Automating Podcast generation from SoundCloud

// under mozilla-planet ellak-planet podcast

There's this popular daily FM Radio show in Greece which posts their shows on SoundCloud after broadcasting them. It's a good -albeit not great, just HTML5 audio is fine- way to listen the show on demand if you're on Desktop. The website is not mobile friendly and the whole embedded SoundCloud experience is sub-optimal. Let alone that you cannot just add the feed to your favorite podcast player to enjoy it.

There's an RSS feed on iTunes but it's manually updated and inevitably lags a day or two behind, depending on the availability of the maintainer.

I decided to fix the problem myself and since this turned out to be a solution involving a bunch of interesting technologies I thought to write a blog post about it. If you only care about the podcast you can find it here.

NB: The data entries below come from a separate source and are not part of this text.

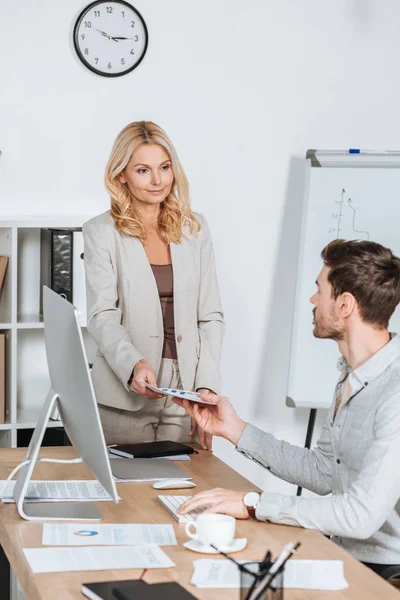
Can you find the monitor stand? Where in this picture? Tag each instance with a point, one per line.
(47, 511)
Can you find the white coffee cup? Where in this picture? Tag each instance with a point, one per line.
(215, 529)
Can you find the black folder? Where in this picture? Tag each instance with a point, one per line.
(151, 449)
(104, 590)
(155, 591)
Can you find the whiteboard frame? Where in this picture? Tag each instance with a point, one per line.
(333, 159)
(345, 158)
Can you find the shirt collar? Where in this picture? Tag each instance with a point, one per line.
(375, 365)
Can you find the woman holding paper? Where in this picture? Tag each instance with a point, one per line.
(154, 307)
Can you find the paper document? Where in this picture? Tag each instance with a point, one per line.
(76, 534)
(184, 394)
(175, 457)
(214, 573)
(103, 558)
(315, 575)
(298, 574)
(59, 491)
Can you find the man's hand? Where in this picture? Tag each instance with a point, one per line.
(205, 439)
(143, 372)
(218, 500)
(220, 419)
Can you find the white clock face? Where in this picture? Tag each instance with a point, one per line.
(110, 38)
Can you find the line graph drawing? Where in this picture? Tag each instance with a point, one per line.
(344, 202)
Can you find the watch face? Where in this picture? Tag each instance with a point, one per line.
(110, 38)
(251, 499)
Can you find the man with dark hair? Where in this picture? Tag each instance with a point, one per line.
(356, 459)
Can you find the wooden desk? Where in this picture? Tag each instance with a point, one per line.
(139, 505)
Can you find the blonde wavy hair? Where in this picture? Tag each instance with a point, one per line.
(175, 211)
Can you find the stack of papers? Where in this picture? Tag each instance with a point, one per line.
(298, 574)
(102, 558)
(59, 491)
(174, 457)
(78, 534)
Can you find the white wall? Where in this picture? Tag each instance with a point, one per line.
(242, 88)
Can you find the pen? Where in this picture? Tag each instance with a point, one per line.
(359, 151)
(279, 563)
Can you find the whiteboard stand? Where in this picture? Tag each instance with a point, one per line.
(310, 431)
(349, 194)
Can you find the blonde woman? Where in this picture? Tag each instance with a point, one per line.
(154, 307)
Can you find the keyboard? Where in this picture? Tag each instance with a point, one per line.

Step 1: Extracting content from SoundCloud

The episodes are embedded in the official website but are hidden in SoundCloud. Probably there's a hidden attribute you can set to SoundCloud media. That explains why my first attempt to download the episodes using SoundScrape failed with the later complaining that it can't find any videos.

Then I started examining SoundCloud's JS and JSON responses sent when you click the play button, with the ultimate goal to write a SoundCloud downloader. The service follows a typical authenticate-then-get unique auto-expiring link to S3, which it can be automated but it's not fun to do.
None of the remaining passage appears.